Aucklanders stuck with Warkworth's dreaded intersection for longer than expected
Friday, 1 April 2022
The ‘satellite’ town of Warkworth in North Auckland is being developed at breakneck speed in anticipation of a new billion dollar motorway, but the New Zealand Transport Agency (NZTA) can’t say when the motorway will be completed.
Meanwhile, Auckland Transport’s $27 million Matakana Link Road, designed to help ease traffic at Warkworth’s loathed Hill Street intersection, is nearing completion, but it won’t be able to open.
Auckland Transport said it would have to wait until an intersection between the Link Road and the motorway had been completed by NZTA to open the road, and it hadn’t received any indication when that might be.
Auckland developer Templeton Group is pouring $350 million into a new suburb located directly at the end of the motorway which will also be accessed via the Matakana Link Road.
**READ MORE:
* Enormous pressure swamps Warkworth’s Hill Street intersection
* Plans underway for Matakana Rd shortcut
* Construction set to start on Pūhoi to Warkworth motorway
**
This week Templeton reported that it had hit a milestone having moved 250,000 square metres of earth via 4000 dump truck movements.
Dubbed Warkworth Ridge, the 53 hectare development will add 650 houses to a commuter town with a population of 5000.
Other projects in the works in Warkworth include the Stubbs Farm development with more than 1000 homes, Warkworth South with around 1200 houses and Kaha Ake with around 650 houses.
Promotional materials for Warkworth Ridge say the new suburb is just 45 minutes drive from Auckland, or 35 minutes via the new motorway.
However, neither Waka Kotahi New Zealand Transport Agency nor its construction partner NX2 could say when the new Puhoi to Warkworth motorway would open.
An NX2 spokesperson told Stuff that NX2 could not reveal a new opening date while it was negotiating the associated costs of delays with the NZTA.
NZTA national manager commercial Andy Thackwray confirmed the agency was working on a revised programme of works with a “realistic timeframe”, and that negotiations around cost formed part of this.
Thackwray blamed difficulties obtaining building materials and the five weeks that Auckland was in level four lockdown last year for delays to the project, which had been scheduled to open in May this year.
“A huge amount of work has been done, but there is still more to do,” Thackwray said.
Two thirds of the pavement, or roughly 100,000 tonnes, is yet to be laid, along with a myriad of other works including wetland planting, storm water infrastructure and safety barriers.
Are you a road contractor working in Warkworth? Contact jonathan.killick@stuff.co.nz
Warkworth Transport Forum chair and former civil engineer Dave Stott suspects that the motorway won’t be complete until late 2023.

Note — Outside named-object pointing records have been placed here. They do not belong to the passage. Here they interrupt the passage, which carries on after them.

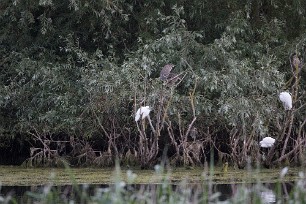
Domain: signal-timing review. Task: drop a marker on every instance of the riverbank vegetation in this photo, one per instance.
(73, 74)
(124, 186)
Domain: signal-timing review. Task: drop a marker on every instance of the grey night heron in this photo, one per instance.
(143, 111)
(267, 142)
(165, 73)
(296, 65)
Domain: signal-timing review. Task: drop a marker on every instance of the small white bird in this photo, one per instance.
(286, 98)
(267, 142)
(143, 111)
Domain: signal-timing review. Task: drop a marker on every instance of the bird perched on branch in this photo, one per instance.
(296, 64)
(286, 99)
(267, 142)
(165, 73)
(143, 111)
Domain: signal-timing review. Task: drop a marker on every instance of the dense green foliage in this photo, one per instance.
(73, 73)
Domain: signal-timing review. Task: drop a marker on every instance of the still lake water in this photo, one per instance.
(18, 181)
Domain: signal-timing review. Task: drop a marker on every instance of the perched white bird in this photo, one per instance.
(143, 111)
(267, 142)
(286, 98)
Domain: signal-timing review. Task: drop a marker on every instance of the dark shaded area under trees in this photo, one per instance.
(73, 73)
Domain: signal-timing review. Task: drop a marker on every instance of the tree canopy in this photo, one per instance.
(76, 72)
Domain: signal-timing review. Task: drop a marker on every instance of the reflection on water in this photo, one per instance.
(266, 191)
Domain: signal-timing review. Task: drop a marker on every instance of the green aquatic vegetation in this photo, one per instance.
(162, 186)
(12, 176)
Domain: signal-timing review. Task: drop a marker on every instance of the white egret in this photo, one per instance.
(267, 142)
(143, 111)
(286, 98)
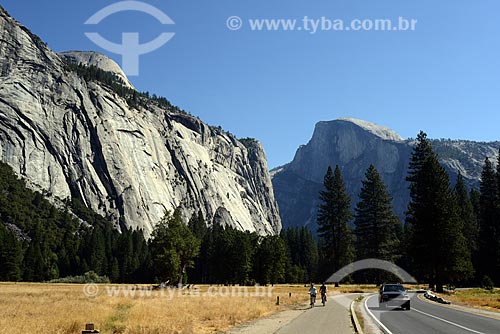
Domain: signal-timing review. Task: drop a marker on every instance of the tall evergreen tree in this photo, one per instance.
(375, 221)
(269, 263)
(333, 218)
(173, 247)
(10, 256)
(468, 217)
(437, 245)
(489, 223)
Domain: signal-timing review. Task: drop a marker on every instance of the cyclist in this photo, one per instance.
(323, 290)
(312, 293)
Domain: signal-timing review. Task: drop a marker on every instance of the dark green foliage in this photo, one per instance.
(468, 216)
(438, 248)
(333, 218)
(50, 243)
(269, 263)
(376, 224)
(487, 283)
(489, 223)
(174, 248)
(302, 255)
(10, 256)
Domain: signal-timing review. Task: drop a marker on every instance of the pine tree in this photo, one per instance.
(438, 247)
(489, 229)
(468, 217)
(173, 247)
(333, 216)
(269, 262)
(375, 221)
(10, 256)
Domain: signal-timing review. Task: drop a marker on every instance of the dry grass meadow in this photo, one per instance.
(65, 308)
(479, 298)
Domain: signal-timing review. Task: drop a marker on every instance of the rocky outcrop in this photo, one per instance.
(79, 139)
(354, 145)
(91, 58)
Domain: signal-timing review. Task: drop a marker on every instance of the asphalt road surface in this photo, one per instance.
(426, 318)
(333, 318)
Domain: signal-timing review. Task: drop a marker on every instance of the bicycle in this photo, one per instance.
(313, 300)
(323, 299)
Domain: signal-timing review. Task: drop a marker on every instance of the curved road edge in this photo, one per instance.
(355, 321)
(467, 309)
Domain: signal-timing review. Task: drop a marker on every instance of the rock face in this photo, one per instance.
(79, 139)
(90, 58)
(354, 145)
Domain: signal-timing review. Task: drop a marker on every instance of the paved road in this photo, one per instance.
(333, 318)
(426, 318)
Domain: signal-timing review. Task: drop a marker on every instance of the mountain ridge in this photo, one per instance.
(353, 145)
(77, 138)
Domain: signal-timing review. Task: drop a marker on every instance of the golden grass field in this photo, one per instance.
(65, 309)
(480, 298)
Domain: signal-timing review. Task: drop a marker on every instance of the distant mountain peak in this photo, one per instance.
(378, 130)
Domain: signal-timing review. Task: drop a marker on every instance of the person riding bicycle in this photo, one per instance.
(312, 293)
(323, 290)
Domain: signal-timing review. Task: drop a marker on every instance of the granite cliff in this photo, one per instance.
(76, 138)
(354, 145)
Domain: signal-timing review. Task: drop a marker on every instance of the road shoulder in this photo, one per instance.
(464, 308)
(270, 324)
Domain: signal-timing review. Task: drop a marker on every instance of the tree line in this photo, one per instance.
(39, 242)
(451, 235)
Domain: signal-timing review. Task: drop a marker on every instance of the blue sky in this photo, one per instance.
(443, 78)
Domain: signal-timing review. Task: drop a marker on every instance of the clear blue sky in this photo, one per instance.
(443, 78)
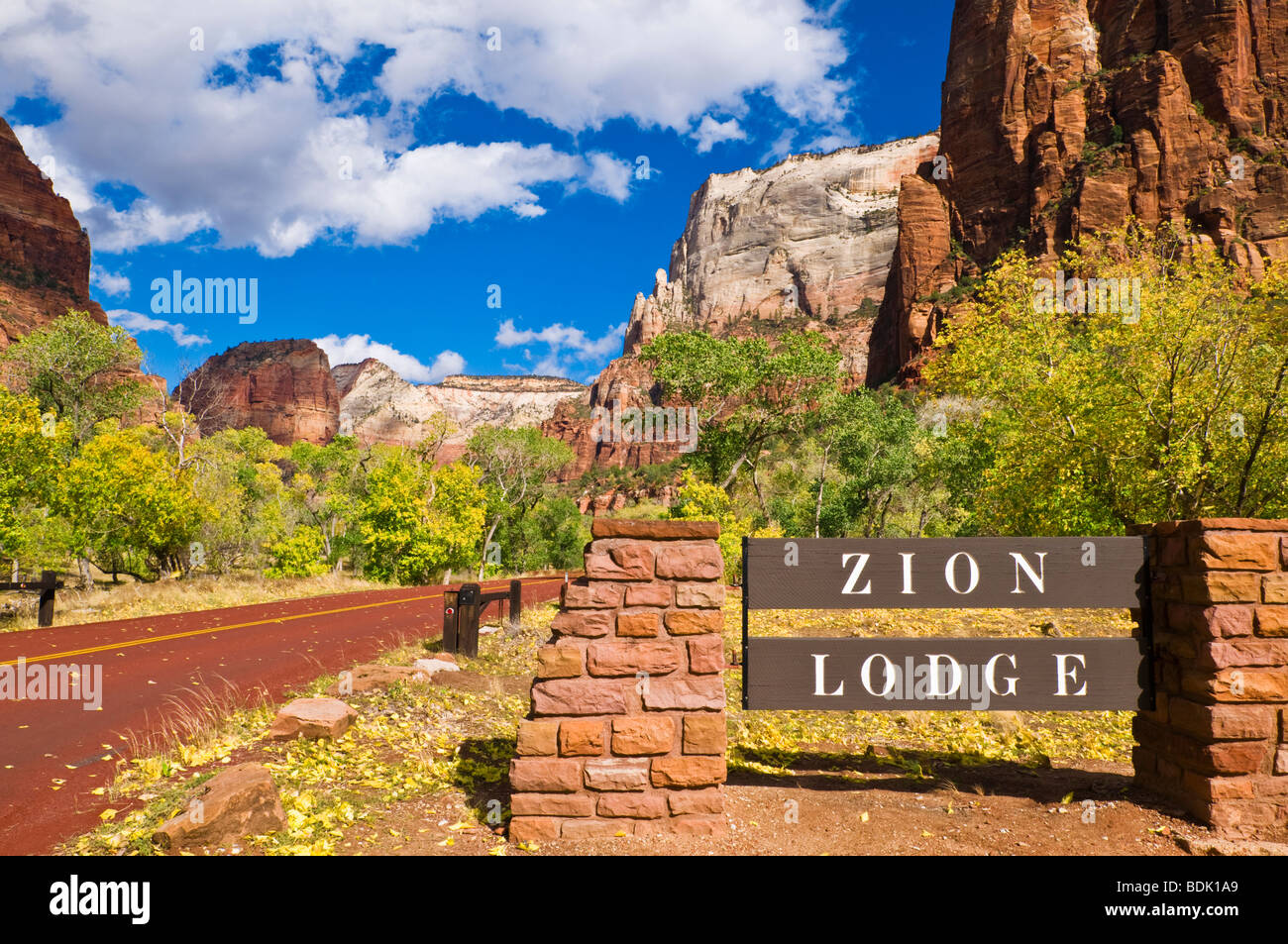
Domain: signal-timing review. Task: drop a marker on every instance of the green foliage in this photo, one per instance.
(415, 523)
(748, 395)
(297, 556)
(75, 368)
(29, 471)
(553, 533)
(243, 502)
(127, 509)
(513, 467)
(700, 501)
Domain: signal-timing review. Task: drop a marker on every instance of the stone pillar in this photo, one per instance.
(1215, 745)
(627, 721)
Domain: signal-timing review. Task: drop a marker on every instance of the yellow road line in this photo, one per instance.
(223, 629)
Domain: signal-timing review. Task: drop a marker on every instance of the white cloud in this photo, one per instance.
(565, 346)
(263, 162)
(137, 323)
(357, 348)
(709, 133)
(108, 282)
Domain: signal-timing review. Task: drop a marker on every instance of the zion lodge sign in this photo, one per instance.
(850, 673)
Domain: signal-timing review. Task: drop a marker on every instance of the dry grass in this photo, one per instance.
(128, 600)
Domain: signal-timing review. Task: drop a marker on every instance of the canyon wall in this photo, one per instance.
(1064, 116)
(803, 245)
(284, 387)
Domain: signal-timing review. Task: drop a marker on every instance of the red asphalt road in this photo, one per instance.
(147, 664)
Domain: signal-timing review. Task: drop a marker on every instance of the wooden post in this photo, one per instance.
(47, 597)
(468, 616)
(451, 616)
(515, 603)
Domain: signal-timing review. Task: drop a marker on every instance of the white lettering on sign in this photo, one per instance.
(855, 574)
(1038, 578)
(866, 675)
(907, 571)
(991, 673)
(1064, 675)
(935, 674)
(819, 660)
(951, 572)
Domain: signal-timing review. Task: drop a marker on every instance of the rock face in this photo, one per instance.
(1067, 116)
(44, 261)
(44, 253)
(284, 387)
(805, 244)
(377, 406)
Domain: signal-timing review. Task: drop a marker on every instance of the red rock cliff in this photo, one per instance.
(1065, 116)
(284, 387)
(44, 253)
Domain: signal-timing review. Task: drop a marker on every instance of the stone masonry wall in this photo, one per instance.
(1216, 742)
(627, 721)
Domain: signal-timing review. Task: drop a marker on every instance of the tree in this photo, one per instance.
(241, 501)
(327, 480)
(410, 537)
(1170, 403)
(747, 395)
(129, 513)
(29, 471)
(81, 371)
(513, 465)
(554, 533)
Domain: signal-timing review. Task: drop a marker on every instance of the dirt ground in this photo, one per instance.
(859, 811)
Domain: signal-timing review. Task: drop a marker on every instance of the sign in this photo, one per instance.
(825, 574)
(980, 674)
(945, 674)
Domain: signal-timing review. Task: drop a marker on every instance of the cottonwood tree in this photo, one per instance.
(81, 371)
(1107, 415)
(514, 465)
(748, 394)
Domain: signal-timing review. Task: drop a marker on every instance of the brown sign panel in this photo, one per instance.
(944, 674)
(888, 574)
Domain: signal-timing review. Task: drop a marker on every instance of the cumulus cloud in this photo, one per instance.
(108, 282)
(709, 133)
(356, 348)
(137, 323)
(278, 161)
(565, 346)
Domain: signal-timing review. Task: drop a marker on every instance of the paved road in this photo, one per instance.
(154, 665)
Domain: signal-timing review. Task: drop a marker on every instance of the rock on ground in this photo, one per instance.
(236, 802)
(312, 717)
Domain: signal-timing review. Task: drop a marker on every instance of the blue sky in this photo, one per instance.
(378, 170)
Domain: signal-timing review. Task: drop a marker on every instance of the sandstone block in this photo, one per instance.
(579, 697)
(581, 737)
(609, 659)
(686, 694)
(617, 775)
(638, 737)
(690, 561)
(688, 772)
(541, 776)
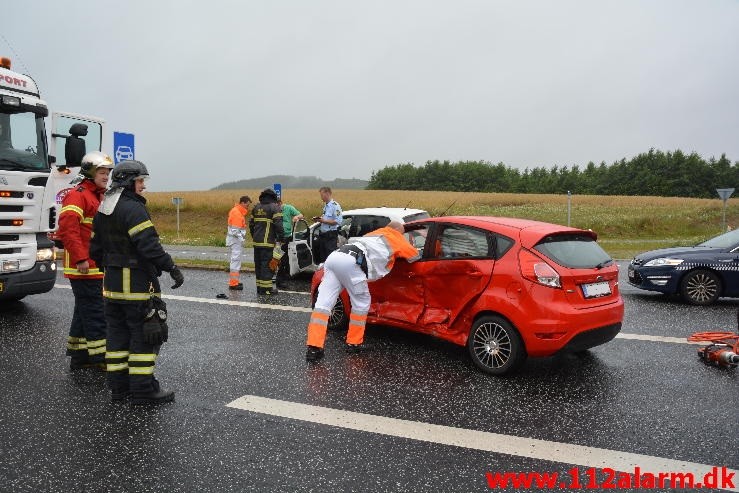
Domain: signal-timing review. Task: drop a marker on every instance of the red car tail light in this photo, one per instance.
(537, 270)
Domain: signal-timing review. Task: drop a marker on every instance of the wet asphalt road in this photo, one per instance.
(60, 432)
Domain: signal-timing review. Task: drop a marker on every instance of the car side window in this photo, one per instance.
(458, 241)
(502, 245)
(416, 236)
(361, 225)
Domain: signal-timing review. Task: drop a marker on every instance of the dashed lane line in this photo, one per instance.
(474, 439)
(620, 335)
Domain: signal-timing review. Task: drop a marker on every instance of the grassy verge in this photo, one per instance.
(625, 225)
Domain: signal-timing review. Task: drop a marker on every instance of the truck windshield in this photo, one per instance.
(22, 142)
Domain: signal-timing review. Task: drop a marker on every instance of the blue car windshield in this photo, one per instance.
(726, 240)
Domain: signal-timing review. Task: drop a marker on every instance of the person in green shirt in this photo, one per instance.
(290, 215)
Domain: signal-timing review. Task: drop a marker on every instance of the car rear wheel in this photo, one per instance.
(495, 346)
(700, 287)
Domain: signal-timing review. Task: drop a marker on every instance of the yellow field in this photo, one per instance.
(624, 224)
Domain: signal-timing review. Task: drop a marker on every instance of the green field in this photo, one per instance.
(625, 225)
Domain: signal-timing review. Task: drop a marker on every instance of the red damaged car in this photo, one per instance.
(506, 288)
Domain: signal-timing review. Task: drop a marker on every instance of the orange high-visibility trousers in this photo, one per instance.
(357, 323)
(317, 328)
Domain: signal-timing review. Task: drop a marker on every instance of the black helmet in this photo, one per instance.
(126, 172)
(268, 193)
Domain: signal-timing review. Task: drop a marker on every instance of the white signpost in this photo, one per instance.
(724, 193)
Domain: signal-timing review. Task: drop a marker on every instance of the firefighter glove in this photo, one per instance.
(155, 330)
(177, 277)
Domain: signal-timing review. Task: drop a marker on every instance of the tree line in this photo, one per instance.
(656, 173)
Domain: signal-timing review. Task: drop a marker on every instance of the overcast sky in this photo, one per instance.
(218, 91)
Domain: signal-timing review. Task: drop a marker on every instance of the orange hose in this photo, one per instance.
(717, 337)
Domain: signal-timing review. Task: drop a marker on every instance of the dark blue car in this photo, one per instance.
(700, 274)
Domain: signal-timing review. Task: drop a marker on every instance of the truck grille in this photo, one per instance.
(12, 194)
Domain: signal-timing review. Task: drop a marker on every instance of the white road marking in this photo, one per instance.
(473, 439)
(620, 335)
(222, 302)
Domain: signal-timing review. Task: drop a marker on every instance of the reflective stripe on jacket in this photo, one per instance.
(237, 223)
(75, 228)
(126, 244)
(265, 224)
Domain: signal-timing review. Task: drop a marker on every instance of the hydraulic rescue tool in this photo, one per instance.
(723, 350)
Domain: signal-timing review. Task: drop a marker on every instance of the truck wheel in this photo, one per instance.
(495, 346)
(700, 287)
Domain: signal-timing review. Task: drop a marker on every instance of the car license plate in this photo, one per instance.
(593, 290)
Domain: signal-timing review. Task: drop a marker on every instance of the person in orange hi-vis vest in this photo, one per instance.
(86, 340)
(351, 267)
(235, 237)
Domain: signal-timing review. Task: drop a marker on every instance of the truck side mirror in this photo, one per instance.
(74, 146)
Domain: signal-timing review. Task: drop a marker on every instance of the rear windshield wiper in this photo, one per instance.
(603, 264)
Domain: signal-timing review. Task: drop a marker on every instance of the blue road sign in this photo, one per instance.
(123, 147)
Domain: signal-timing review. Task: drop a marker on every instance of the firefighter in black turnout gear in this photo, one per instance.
(127, 247)
(265, 226)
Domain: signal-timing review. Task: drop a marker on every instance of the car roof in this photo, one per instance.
(394, 213)
(530, 232)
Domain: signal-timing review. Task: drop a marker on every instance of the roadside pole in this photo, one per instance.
(177, 201)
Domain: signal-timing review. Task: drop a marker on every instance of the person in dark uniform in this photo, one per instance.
(265, 226)
(127, 247)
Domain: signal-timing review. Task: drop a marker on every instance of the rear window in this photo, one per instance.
(414, 217)
(574, 251)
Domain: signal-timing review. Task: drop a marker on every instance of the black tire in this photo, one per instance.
(495, 346)
(700, 287)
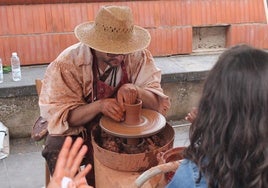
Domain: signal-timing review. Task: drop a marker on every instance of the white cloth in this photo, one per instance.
(4, 141)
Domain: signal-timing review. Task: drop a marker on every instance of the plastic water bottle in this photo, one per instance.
(15, 65)
(1, 71)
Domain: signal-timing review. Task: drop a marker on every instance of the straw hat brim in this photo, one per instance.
(138, 40)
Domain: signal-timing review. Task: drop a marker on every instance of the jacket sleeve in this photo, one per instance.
(144, 73)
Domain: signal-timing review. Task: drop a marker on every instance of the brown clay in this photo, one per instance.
(130, 162)
(133, 113)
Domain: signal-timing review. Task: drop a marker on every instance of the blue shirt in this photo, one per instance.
(186, 176)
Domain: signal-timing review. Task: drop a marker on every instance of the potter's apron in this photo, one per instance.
(101, 90)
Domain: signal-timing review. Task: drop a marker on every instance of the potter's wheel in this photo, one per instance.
(151, 122)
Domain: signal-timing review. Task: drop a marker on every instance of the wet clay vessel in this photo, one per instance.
(138, 122)
(130, 162)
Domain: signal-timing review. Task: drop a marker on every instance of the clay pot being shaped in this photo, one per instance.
(133, 113)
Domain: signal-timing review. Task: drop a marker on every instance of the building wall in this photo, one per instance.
(39, 32)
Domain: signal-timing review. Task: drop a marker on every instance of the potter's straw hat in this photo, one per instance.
(113, 32)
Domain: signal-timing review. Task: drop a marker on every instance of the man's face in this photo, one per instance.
(113, 60)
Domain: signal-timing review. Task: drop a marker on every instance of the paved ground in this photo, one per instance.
(24, 167)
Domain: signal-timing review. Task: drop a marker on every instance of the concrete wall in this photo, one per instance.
(39, 30)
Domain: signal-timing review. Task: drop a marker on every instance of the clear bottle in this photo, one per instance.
(15, 65)
(1, 71)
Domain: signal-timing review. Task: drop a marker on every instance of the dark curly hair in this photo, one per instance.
(229, 137)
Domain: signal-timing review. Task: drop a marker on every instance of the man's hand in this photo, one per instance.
(111, 108)
(128, 94)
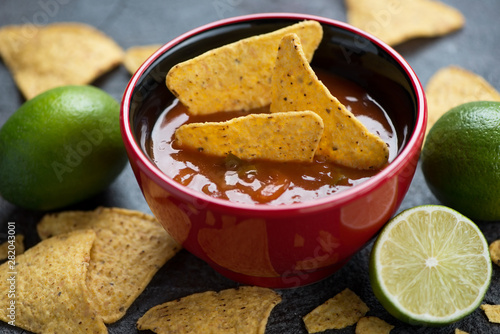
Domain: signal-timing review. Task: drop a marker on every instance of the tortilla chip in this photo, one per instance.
(135, 56)
(12, 247)
(56, 55)
(291, 136)
(242, 310)
(343, 310)
(397, 21)
(236, 76)
(373, 325)
(452, 86)
(495, 252)
(49, 286)
(13, 38)
(492, 312)
(129, 249)
(346, 140)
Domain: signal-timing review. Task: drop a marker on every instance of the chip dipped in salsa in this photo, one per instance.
(262, 181)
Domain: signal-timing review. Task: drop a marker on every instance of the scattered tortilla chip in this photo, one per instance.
(492, 312)
(49, 286)
(373, 325)
(291, 136)
(452, 86)
(397, 21)
(236, 76)
(242, 310)
(135, 56)
(57, 54)
(16, 246)
(129, 249)
(495, 252)
(343, 310)
(345, 140)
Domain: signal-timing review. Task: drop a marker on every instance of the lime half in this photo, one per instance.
(430, 266)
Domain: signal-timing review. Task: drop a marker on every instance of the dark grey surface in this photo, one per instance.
(131, 23)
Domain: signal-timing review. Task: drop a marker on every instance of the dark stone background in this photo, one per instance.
(130, 23)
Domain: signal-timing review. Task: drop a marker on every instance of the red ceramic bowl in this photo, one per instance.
(287, 245)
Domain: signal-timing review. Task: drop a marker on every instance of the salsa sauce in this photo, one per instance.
(261, 181)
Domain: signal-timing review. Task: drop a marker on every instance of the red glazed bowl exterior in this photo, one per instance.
(288, 245)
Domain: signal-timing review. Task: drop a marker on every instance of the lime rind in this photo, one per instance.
(462, 231)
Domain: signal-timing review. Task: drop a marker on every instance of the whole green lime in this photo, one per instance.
(61, 147)
(461, 159)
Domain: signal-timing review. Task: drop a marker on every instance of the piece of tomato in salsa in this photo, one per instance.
(266, 182)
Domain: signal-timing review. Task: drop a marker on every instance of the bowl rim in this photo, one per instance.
(403, 158)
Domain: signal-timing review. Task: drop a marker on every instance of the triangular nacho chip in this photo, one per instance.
(276, 137)
(397, 21)
(129, 249)
(45, 292)
(236, 76)
(343, 310)
(345, 140)
(135, 56)
(452, 86)
(57, 54)
(492, 312)
(242, 310)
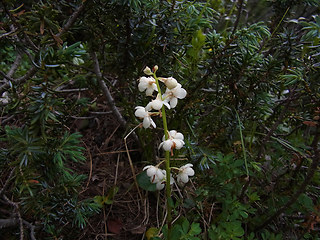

He has been advocating to the NZTA to bring the motorway intersection with the Link Road forward to allow it to open, but said he hadn’t had much luck.
The community-based Transport Forum successfully lobbied the NZTA and Auckland Transport for funding for a new design of the Hill Street intersection.
However, Stott said by the time the project had obtained resource consent and the necessary land had been purchased, it would likely be 2024 before it was built.
Silverdale company Northern Arena has owned a site adjacent to the Warkworth Ridge development since 2018 but has had to await the completion of the Link Road before it can progress with plans for an aquatic centre.
Marketing manager Justin Byrne said the project was still on pause and the latest advice he had been given was that the new pools might not now be built until 2024.